(B.) The only plane in use until recent years had a wooden stock, and the iron was adjusted by blows with a hammer; this form of plane has changed very little since the first types were invented, as planes of ancient times have been found which in all essentials are practically the same as those in use to-day.
(C.) Our modern planes are more easily adjusted and more convenient to use, though they will do no better work than the wooden planes of our forefathers, which are still preferred by many of the best workmen. The face of an iron plane holds its shape permanently, while it is necessary that the wooden plane should be jointed occasionally.
Fig. 47.—Result of Using Plane
with Improperly Adjusted Cap Iron.
(D.) There are planes for every conceivable purpose, all constructed upon the same general principle as the common bench plane which we shall discuss later. These planes are adjusted by screws and levers, which are very simple, and any one understanding them may easily comprehend the more intricate molding or universal planes.
The adjustment of the modern plane may be understood by a careful study of Fig. 46 and by comparing it with the plane itself. The “cutter,” “iron,” or “bit” (1) and the “cap iron” (2) are the essentials of the tool, and it is upon their condition and adjustment that the efficiency of the plane depends. If the cap iron is set too far from the edge of the iron, and if the cut is made against the grain, the shaving will not break before it leads the iron into the wood, as shown in Fig. 47. If the cap iron is set somewhat less than ¹⁄₁₆” from the edge of the cutter, according to the wood being planed, it will break the shaving nearly as soon as it is cut, as in Fig. 48, and will result in a smooth, clean surface.
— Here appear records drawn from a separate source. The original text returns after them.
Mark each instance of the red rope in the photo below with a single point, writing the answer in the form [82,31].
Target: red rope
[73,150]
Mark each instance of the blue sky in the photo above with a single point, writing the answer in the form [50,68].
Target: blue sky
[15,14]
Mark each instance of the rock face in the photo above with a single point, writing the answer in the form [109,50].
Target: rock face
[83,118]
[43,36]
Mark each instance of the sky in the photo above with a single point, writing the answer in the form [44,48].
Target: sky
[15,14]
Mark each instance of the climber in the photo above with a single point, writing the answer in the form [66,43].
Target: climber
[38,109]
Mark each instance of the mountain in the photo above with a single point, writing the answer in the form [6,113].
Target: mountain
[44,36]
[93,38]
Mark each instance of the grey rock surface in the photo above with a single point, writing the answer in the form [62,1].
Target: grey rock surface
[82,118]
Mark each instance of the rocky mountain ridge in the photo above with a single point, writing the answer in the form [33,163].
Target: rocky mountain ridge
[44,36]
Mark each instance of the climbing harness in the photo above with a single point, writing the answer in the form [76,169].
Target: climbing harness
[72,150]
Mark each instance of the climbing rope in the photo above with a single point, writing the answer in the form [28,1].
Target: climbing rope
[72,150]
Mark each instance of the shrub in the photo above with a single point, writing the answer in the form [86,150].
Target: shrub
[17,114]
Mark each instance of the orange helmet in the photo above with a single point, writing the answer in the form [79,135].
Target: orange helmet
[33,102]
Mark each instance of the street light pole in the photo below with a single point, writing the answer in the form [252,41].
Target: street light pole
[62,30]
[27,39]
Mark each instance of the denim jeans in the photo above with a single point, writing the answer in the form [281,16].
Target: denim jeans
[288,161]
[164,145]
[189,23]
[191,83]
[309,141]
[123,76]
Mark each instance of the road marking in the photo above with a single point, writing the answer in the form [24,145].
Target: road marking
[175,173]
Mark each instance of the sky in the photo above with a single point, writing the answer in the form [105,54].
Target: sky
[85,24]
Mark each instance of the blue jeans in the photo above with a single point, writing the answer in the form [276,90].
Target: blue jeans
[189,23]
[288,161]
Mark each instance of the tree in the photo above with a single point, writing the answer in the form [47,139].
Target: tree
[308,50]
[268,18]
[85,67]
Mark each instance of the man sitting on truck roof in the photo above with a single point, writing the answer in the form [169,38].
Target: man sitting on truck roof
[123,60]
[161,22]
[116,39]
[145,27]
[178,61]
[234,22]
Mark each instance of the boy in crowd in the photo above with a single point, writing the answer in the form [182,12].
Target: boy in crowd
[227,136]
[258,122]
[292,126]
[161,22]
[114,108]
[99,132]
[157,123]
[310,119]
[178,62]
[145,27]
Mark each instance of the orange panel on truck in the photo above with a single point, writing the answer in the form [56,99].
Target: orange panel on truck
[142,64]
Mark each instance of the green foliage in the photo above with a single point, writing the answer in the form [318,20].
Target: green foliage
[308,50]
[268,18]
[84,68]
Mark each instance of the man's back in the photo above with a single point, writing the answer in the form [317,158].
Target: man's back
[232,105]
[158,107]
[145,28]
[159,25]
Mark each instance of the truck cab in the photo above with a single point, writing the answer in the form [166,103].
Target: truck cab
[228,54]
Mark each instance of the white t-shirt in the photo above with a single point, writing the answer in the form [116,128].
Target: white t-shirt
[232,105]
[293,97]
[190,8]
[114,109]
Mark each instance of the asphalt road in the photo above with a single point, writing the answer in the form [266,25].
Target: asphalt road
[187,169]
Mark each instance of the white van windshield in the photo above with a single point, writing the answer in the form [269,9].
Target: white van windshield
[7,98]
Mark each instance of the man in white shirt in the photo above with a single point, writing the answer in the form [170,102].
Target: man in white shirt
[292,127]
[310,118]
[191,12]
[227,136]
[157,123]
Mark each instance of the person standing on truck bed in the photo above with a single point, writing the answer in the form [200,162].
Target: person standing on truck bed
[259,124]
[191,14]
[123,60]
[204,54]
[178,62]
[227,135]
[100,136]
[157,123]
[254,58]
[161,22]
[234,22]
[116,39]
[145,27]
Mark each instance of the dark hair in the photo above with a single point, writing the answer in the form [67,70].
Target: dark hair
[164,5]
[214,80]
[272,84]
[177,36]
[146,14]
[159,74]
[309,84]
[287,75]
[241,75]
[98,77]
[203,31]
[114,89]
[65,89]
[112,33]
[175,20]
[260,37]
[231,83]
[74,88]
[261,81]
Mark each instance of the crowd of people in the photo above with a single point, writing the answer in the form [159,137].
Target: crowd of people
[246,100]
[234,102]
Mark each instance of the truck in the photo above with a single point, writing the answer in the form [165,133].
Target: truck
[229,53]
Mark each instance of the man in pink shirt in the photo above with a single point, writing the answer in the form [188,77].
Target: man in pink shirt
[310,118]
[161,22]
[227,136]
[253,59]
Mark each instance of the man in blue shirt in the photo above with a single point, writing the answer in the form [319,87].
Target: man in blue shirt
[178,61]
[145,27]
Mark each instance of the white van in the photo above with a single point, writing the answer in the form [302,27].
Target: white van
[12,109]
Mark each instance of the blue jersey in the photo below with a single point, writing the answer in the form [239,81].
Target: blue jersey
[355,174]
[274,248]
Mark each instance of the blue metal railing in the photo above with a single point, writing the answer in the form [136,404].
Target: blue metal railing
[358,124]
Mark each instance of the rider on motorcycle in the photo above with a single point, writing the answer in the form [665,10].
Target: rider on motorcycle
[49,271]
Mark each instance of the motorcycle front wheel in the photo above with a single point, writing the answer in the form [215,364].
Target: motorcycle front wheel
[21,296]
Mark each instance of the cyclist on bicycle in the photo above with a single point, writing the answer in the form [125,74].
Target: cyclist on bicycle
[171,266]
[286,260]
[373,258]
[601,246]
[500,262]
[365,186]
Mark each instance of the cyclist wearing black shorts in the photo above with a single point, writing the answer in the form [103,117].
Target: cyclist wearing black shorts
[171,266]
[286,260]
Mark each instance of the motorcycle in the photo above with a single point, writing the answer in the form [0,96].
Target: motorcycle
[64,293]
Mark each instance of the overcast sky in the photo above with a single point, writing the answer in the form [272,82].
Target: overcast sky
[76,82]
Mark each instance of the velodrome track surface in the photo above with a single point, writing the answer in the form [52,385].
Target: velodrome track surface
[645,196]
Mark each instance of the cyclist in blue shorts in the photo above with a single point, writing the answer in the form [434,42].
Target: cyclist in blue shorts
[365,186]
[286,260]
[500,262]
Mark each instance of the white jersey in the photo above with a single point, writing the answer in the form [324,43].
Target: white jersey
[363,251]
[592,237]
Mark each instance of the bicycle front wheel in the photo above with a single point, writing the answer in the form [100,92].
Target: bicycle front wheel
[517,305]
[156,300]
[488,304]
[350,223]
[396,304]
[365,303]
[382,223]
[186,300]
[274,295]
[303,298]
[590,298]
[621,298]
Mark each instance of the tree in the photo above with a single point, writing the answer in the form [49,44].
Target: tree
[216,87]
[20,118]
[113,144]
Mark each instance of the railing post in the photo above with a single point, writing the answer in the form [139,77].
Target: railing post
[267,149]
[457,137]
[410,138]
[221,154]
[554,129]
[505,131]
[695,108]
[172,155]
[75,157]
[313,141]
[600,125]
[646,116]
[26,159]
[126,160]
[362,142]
The closer the cap iron is set to the edge, the smoother the iron will cut, as the breaks in the shaving are thereby made shorter.
Fig. 48.—Result of Using
Plane with Cap Iron Adjusted Properly.
It will be seen that the closer the bottom of the cap iron (2) is set to the edge of the cutter (1), the shorter the breaks will be, as in Fig. 48, and the more smoothly the plane will cut. The plane “iron screw” (3) holds the edge of the cutter (1) and the bottom of the cap iron (2) in their desired relation. The “cap lever” (4) being pressed against the under side of the head of the “cap screw” (5), by the “cam” (4a), holds the iron in its place, and presses the cap iron (2) firmly against the top of the cutter (1). Unless the cap iron fits the face of the cutter perfectly, the plane will not work satisfactorily. The “frog” (6) carries all the adjusting mechanism of the plane, and may be moved backward or forward to reduce or enlarge the “mouth” (6a), which should be no larger than is necessary to allow the shavings to pass freely. The frog rarely will require readjusting after it has been properly located.
The “Y lever” (7) forces the plane irons (1 and 2) in or out simultaneously, which governs the projection, or “set,” of the edge of the cutter (1) beyond the face, or “sole” (b) of the “plane stock,” and thus the thickness of the shaving which the plane will cut. The “adjusting nut” (8) moves freely upon the “screw” (8a) and operates the Y lever (7). The “lateral adjustment” (9) is for the purpose of forcing the iron to cut in the exact center of the width of the face (b) of the plane. The two “frog screws” (10) hold the frog rigidly in the position which will make the throat (6a) of the desired size.